First performed in 2009 in London, The Mountaintop landed on Broadway in 2011 with Samuel L. Jackson taking on the role of Dr. King and Angela Bassett as the hotel maid Camae. Not surprisingly, it was a hit. This week, PURE Theatre stages Hall’s award-winning play with Kyle Taylor as MLK and Joy Vandervort-Cobb as the hard-to-read maid.

In part, this magical reimagining of King on the eve of his assassination owes its success to Hall’s decision to portray King not as a saint but as a flesh-and-blood human being with all of a person’s flesh-and-blood failings. And in King’s case, those failings are now well known. The good reverend was not only a chain smoker but a womanizer, a truth that some folks would rather ignore. “My intention was always to show a human King, not a sanitized toothless tiger that has become part of 7th grade history lore,” Hall says. “Sure, there are people who were horrified by my removal of him from his pedestal. I mean, you walk into my grandmother’s living room and there are two pictures on the wall — Dr. King and Jesus. To de-Jesus-fy [King] could be seen as an act of denigration to this black superhero.”

But Hall believes that this very act serves a higher purpose. “Seeing the humanity in our heroes allows us to see the hero in ourselves,” she says.

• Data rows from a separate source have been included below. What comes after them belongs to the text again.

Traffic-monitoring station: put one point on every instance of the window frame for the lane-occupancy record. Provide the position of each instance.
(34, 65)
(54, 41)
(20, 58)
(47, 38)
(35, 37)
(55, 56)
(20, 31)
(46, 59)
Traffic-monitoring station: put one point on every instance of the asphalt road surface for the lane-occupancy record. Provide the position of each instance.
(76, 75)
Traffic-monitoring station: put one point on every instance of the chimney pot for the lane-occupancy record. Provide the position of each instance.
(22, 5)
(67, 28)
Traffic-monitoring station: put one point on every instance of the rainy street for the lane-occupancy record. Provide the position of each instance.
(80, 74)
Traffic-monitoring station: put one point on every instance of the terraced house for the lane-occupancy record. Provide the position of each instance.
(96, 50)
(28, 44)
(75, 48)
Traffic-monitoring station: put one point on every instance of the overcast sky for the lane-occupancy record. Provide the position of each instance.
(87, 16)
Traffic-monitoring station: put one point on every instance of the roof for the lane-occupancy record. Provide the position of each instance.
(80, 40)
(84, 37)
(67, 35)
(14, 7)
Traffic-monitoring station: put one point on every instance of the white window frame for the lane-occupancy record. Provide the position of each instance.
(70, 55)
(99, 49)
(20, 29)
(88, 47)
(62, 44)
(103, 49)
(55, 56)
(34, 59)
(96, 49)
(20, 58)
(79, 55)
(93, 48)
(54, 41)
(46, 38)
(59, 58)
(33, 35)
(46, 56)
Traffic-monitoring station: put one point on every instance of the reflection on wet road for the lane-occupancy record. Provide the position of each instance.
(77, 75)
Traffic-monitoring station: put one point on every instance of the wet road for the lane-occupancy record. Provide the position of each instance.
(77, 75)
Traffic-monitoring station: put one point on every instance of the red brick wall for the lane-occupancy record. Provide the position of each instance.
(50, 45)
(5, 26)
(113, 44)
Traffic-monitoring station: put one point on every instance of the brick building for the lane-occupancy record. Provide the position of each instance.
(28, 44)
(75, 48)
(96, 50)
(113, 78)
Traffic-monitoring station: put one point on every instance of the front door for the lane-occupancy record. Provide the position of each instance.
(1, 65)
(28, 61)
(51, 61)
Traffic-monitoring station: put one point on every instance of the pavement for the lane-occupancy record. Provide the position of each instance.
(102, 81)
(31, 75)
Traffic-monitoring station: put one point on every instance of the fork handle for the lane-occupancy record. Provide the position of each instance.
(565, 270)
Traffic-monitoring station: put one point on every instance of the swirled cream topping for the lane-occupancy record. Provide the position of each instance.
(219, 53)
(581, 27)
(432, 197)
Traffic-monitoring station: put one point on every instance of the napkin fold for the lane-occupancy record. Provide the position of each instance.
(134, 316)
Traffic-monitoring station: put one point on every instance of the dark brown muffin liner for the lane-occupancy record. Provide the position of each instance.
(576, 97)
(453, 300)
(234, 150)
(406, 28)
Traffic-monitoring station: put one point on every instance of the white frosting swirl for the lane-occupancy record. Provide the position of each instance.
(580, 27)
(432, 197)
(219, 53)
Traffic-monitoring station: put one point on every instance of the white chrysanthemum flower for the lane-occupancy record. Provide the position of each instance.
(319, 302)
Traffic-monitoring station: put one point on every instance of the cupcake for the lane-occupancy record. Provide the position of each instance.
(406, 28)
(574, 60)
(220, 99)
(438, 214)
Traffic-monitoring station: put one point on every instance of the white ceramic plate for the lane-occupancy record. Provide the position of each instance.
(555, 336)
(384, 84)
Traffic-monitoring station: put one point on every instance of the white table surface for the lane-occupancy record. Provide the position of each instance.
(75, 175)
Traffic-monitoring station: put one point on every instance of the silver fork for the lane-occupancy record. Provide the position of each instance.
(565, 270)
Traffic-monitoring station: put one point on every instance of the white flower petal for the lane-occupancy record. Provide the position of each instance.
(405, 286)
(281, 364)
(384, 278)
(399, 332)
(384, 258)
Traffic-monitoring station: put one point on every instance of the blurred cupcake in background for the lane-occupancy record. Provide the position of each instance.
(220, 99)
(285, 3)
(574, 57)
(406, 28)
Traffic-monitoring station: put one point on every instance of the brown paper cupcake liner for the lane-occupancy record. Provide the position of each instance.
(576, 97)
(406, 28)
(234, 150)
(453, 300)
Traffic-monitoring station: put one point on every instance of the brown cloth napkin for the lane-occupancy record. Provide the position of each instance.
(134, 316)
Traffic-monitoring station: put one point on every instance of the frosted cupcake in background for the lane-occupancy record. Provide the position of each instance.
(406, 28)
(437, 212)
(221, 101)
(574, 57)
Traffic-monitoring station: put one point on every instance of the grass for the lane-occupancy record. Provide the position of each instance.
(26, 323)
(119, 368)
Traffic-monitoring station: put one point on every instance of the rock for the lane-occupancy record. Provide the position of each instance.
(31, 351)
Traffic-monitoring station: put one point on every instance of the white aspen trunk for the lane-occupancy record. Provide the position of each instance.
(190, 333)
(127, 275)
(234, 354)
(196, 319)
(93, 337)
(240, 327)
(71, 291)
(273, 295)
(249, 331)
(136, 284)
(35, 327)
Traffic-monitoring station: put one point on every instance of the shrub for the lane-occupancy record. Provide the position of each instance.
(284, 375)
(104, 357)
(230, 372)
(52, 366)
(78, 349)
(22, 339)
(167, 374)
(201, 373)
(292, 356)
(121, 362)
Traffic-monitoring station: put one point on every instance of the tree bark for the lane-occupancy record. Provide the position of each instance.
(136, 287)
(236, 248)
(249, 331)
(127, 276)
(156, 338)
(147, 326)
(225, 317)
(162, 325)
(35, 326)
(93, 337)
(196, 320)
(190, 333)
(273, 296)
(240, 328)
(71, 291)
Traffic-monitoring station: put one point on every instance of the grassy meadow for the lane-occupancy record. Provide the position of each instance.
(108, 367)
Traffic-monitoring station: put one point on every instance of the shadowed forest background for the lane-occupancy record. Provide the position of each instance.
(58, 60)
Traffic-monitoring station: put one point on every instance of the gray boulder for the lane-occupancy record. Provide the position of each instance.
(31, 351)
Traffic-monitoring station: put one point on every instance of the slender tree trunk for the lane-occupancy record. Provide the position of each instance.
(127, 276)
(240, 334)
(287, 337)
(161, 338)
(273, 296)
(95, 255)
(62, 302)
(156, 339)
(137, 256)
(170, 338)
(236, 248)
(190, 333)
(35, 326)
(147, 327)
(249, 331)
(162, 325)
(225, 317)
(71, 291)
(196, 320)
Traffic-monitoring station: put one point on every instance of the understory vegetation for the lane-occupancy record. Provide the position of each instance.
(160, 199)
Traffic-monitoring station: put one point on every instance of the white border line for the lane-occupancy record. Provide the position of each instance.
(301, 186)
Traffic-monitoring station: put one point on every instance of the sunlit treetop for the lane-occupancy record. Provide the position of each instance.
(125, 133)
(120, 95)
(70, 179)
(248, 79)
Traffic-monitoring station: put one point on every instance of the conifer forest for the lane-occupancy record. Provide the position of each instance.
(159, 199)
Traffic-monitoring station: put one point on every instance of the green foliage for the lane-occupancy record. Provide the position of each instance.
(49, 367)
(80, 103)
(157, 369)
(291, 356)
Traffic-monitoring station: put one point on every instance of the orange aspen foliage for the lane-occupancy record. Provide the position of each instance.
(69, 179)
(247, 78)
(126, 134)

When it comes to King and others, Graci feels that far too often we ignore their humanity. Instead of trying to see them for who they really are, we try to turn them into saints and supermen, when in fact they have all the flaws of your average Joe. “We have a tendency to put our heroes on pedestals. Oftentimes, the only way is down,” Graci says. “And then we’re shocked and surprised when they show real human behavior.”

Graci adds, “Katori Hall in her piece doesn’t show anything that the average person or viewer would find offensive in what she says about Dr. King, but she does show him as a human being for sure, which is all that he ever was.”

The PURE artistic director sympathizes with King, a man who was under a tremendous amount of pressure, the type of which very few of us ever experience. “He’s also dealing with death threat after death threat after death threat. He’s already been threatened. His church had been bombed. His family was pretty consistently being threatened. If you can imagine carrying that weight,” Graci says.

Like the rock stars and Hollywood starlets of today, King lost any semblance of having a private life outside of the hotel rooms that he inhabited on his travels around country. And in the case of The Mountaintop, it’s Room 306 of the Lorraine Hotel in Memphis, Tenn.

“You can’t go anywhere. You can’t do anything. You become public property,” Graci says. “I definitely think that happened to Dr. King. All of a sudden you belong to the masses when the reality is you are just simply a human being like everybody else.”

It’s hard to escape the spectre of death that looms over The Mountaintop. We know what happens on April 4, 1968. We know about James Earl Ray. We know that the Rev. Jesse Jackson dips his hands in King’s own blood. We know that the civil rights movement loses a leader that is never ever replaced. At its heart, The Mountaintop is the story of Dr. King coming to grips with his legacy, both his failures and his triumphs. Just as importantly, Hall presents a reverend doctor who is faced with the fact that he might not live to see all his dreams come true. It’s a sentiment that Hall herself understands quite well.

“As human beings, particularly ambitious ones, we are hardly satisfied with their life’s work. It’s what keeps them going, burning candles at both ends,” she says. “But all candles eventually must burn out. Life is meant to be extinguished.”

And in the case of Martin Luther King, that moment came far too soon.